Aux termes de l'article L. 741-4 du code de l'entrée et du séjour des étrangers et du droit d'asile, « un pays est considéré comme [sûr] s'il veille au respect des principes de la liberté, de la démocratie et de l'État de droit, ainsi que des droits de l'homme et des libertés fondamentales. La prise en compte du caractère sûr du pays d'origine ne peut faire obstacle à l'examen individuel de chaque demande ». L'établissement de la liste des pays d'origine sûrs relève de la compétence du conseil d'administration de l'OFPRA (article L. 722-1 de ce même code).

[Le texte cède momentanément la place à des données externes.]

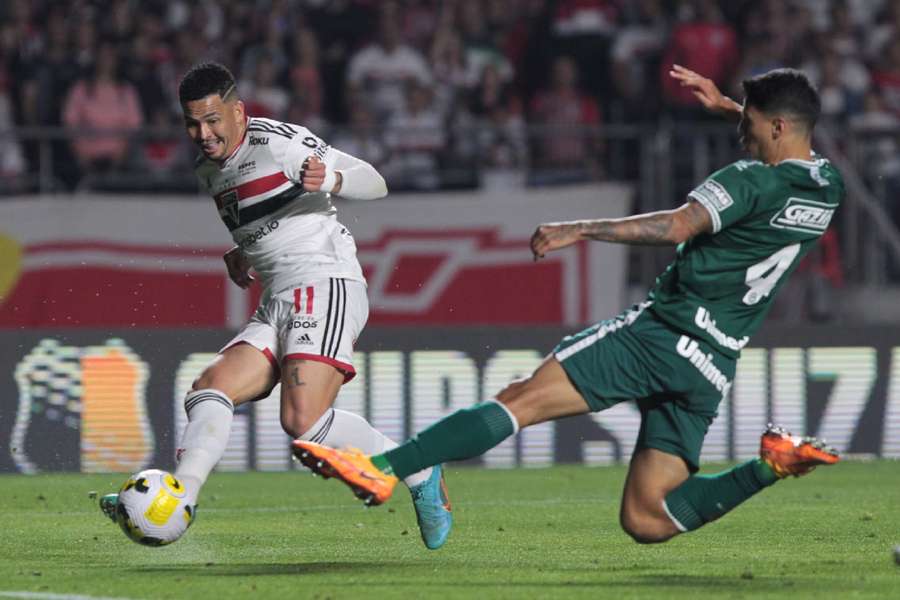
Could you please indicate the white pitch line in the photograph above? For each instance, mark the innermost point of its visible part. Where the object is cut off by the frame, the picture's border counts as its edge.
(49, 596)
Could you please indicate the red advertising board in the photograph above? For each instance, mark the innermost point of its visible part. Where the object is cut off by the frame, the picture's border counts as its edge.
(443, 259)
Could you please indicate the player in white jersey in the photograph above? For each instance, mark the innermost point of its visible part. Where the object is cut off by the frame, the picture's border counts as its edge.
(272, 183)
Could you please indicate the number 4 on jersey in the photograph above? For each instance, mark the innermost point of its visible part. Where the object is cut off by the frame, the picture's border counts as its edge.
(762, 277)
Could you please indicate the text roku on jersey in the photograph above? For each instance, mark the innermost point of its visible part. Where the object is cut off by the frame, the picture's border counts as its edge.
(765, 219)
(288, 235)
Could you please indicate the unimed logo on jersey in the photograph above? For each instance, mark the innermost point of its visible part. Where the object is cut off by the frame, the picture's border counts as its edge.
(804, 215)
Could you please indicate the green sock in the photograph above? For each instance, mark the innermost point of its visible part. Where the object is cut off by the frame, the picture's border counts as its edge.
(705, 498)
(467, 433)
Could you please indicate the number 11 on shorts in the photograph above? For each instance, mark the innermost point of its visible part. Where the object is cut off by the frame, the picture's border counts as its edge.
(298, 298)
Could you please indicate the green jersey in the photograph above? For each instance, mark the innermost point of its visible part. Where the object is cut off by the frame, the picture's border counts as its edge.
(765, 219)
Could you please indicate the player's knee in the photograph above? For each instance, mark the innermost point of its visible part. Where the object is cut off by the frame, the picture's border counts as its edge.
(203, 382)
(644, 528)
(297, 423)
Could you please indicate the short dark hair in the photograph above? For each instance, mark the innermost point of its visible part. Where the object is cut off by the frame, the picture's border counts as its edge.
(205, 79)
(785, 92)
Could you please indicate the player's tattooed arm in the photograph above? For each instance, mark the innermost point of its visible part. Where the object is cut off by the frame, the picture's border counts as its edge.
(663, 228)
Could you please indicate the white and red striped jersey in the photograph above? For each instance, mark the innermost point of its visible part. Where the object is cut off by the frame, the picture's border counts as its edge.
(289, 236)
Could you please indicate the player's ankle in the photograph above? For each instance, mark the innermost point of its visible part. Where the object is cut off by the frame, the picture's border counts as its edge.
(382, 464)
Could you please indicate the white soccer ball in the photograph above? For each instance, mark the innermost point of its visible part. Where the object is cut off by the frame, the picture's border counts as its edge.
(153, 508)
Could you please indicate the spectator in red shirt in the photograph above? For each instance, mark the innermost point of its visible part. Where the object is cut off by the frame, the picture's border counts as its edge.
(566, 119)
(705, 44)
(103, 101)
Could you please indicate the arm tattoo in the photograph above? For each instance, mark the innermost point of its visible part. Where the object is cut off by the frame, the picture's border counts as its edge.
(652, 229)
(661, 228)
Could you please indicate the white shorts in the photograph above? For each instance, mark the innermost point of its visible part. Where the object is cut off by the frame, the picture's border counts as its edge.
(318, 321)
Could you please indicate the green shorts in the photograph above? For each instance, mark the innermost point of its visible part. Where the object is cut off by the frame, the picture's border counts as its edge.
(676, 380)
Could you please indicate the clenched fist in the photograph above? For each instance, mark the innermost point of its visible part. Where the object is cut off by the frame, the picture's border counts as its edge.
(553, 236)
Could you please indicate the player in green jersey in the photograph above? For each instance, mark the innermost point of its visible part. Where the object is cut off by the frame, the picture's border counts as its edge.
(739, 236)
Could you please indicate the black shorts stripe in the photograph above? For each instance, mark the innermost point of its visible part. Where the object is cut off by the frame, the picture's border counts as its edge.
(335, 316)
(340, 331)
(328, 315)
(320, 435)
(339, 317)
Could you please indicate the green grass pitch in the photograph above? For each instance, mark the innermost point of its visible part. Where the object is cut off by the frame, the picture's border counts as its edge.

La liste des pays d'origine sûrs se caractérise depuis 2005 par son instabilité, conséquence notamment de plusieurs décisions d'annulation du Conseil d'Etat.

Ainsi, le 30 juin 2005, le conseil d'administration de l'OFPRA a adopté une première liste de douze pays d'origine sûrs, composée du Bénin, de la Bosnie-Herzégovine, du Cap-Vert, de la Croatie, de la Géorgie, du Ghana, de l'Inde, du Mali, de l'île Maurice, de la Mongolie, du Sénégal et de l'Ukraine. Cette liste a été complétée le 16 mai 2006 par l'Albanie, la Macédoine, Madagascar, le Niger et la Tanzanie.

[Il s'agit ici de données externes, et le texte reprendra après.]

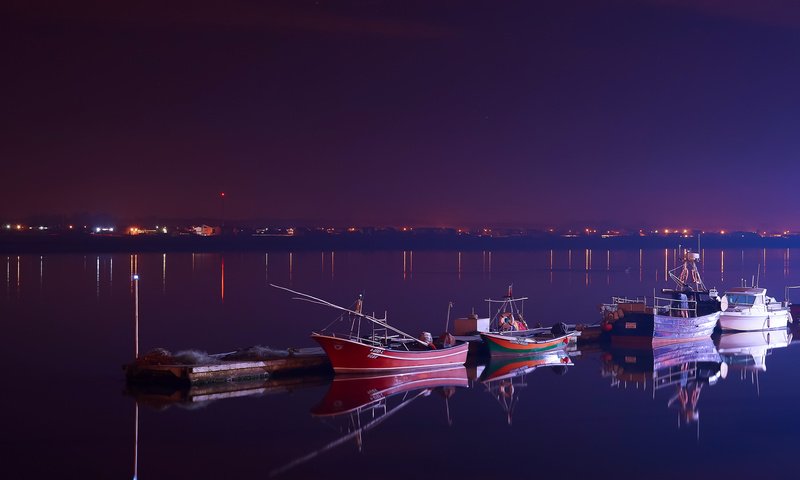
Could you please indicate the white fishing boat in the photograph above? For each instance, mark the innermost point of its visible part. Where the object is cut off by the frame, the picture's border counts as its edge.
(686, 313)
(748, 351)
(748, 309)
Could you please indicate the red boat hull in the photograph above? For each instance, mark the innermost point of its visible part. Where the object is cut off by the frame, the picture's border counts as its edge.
(351, 392)
(349, 356)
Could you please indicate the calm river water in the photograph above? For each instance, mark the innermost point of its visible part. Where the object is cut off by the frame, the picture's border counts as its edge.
(67, 322)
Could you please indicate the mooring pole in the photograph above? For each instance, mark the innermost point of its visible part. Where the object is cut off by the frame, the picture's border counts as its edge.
(136, 316)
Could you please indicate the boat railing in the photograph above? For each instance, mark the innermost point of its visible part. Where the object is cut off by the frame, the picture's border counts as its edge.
(629, 300)
(675, 307)
(617, 301)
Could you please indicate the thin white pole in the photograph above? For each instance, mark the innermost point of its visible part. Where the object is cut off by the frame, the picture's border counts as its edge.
(136, 315)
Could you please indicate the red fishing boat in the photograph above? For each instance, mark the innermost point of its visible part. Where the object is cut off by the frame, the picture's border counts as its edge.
(382, 348)
(351, 392)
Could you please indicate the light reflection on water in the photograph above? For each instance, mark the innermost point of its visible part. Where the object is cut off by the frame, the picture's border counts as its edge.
(73, 329)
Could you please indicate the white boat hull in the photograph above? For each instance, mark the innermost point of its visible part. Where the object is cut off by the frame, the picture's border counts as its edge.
(746, 322)
(670, 329)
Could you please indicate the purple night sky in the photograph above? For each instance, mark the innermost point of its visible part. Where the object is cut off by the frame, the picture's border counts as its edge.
(657, 112)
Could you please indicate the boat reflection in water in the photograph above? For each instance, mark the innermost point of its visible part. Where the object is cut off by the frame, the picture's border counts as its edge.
(682, 369)
(359, 403)
(747, 352)
(505, 377)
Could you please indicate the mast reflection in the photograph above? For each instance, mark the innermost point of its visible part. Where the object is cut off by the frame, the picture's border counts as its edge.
(504, 378)
(355, 404)
(683, 369)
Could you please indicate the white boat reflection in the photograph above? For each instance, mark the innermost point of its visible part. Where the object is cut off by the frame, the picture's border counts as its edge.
(747, 352)
(683, 369)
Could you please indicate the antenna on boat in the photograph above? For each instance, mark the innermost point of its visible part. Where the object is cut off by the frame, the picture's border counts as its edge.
(318, 301)
(135, 279)
(447, 324)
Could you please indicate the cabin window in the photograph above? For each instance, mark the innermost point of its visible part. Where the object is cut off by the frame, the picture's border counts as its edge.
(739, 299)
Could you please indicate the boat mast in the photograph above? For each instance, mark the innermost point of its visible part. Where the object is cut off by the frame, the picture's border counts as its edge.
(318, 301)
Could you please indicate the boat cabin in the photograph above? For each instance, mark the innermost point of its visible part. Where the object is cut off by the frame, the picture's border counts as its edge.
(747, 296)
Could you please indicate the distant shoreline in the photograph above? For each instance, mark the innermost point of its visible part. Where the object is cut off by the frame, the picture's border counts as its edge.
(20, 244)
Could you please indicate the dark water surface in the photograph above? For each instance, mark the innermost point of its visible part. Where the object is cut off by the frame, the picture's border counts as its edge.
(67, 323)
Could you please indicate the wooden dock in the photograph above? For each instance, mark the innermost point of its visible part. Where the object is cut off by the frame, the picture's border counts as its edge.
(258, 363)
(220, 367)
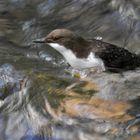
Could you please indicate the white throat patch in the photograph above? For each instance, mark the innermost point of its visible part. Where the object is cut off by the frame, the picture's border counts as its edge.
(79, 63)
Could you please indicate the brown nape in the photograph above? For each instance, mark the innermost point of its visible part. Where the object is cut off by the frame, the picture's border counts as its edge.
(71, 41)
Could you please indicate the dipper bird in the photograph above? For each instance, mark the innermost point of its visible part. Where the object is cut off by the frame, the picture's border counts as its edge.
(91, 53)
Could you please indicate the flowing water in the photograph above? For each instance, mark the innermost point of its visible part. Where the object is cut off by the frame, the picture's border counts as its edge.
(41, 97)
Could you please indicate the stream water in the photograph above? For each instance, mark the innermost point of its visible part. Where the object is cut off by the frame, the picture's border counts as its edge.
(40, 99)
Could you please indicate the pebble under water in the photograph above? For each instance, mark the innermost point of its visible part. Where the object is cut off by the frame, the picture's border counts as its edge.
(41, 97)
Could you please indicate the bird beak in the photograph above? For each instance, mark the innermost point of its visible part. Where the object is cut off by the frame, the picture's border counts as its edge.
(41, 40)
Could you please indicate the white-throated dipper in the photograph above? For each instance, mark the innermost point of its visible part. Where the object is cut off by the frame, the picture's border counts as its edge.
(82, 54)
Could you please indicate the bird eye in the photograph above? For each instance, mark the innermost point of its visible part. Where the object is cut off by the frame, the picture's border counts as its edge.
(57, 37)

Dans un arrêt Association Forum Réfugiés du 13 février 2008, le Conseil d'Etat a annulé l'inscription de l'Albanie et du Niger en raison de l'instabilité du contexte politique et social propre à ces deux pays au moment de l'adoption de la liste.

Le 13 novembre 2009, le conseil d'administration de l'OFPRA a révisé cette dernière, en retirant la Géorgie et y ajoutant l'Arménie, la Serbie et la Turquie.

Par un arrêt Amnesty International et autres du 23 juillet 2010, le Conseil d'Etat a annulé l'inscription de l'Arménie, de Madagascar et de la Turquie, ainsi que du Mali en ce qui concerne les femmes uniquement (en raison de la prévalence de l'excision dans ce pays).

Le 18 mars 2011, le conseil d'administration de l'OFPRA a une nouvelle fois modifié la liste des pays d'origine sûrs afin d'y ajouter l'Albanie et le Kosovo.

A ce jour, la liste des pays d'origine sûrs est composée de seize pays : Albanie, Bénin, Bosnie-Herzégovine, Cap-Vert, Croatie, Ghana, Inde, Kosovo, Macédoine, Mali (pour les hommes uniquement), île Maurice, Mongolie, Sénégal, Serbie, Tanzanie et Ukraine.

Depuis l'entrée en vigueur de la première liste de pays d'origine sûrs en juillet 2005, la part de la demande d'asile en provenance de ces pays demeure relativement constante, comprise entre 5% et 10% de la demande d'asile globale. Près de 90% des demandes formulées par des ressortissants de ces pays sont placées par les préfectures en procédure prioritaire.

On observe néanmoins que l'inscription ou le retrait d'un pays a des conséquences rapides et importantes sur le flux de demandes. Ainsi la demande d'asile émanant de ressortissants du Kosovo a-t-elle baissé de 30% entre son inscription sur la liste en mars 2011 et le 1 er juillet 2011. A contrario , postérieurement à la décision du Conseil d'Etat retirant l'Arménie de la liste, la demande d'asile arménienne a augmenté de 100%, retrouvant à l'issue du premier semestre 2011 le niveau antérieur à son inscription.


* 7 Circulaire n° NOR IOCL1107084C du 1 er avril 2011.

* 8 OFPRA, Rapport annuel pour 2010, page 15.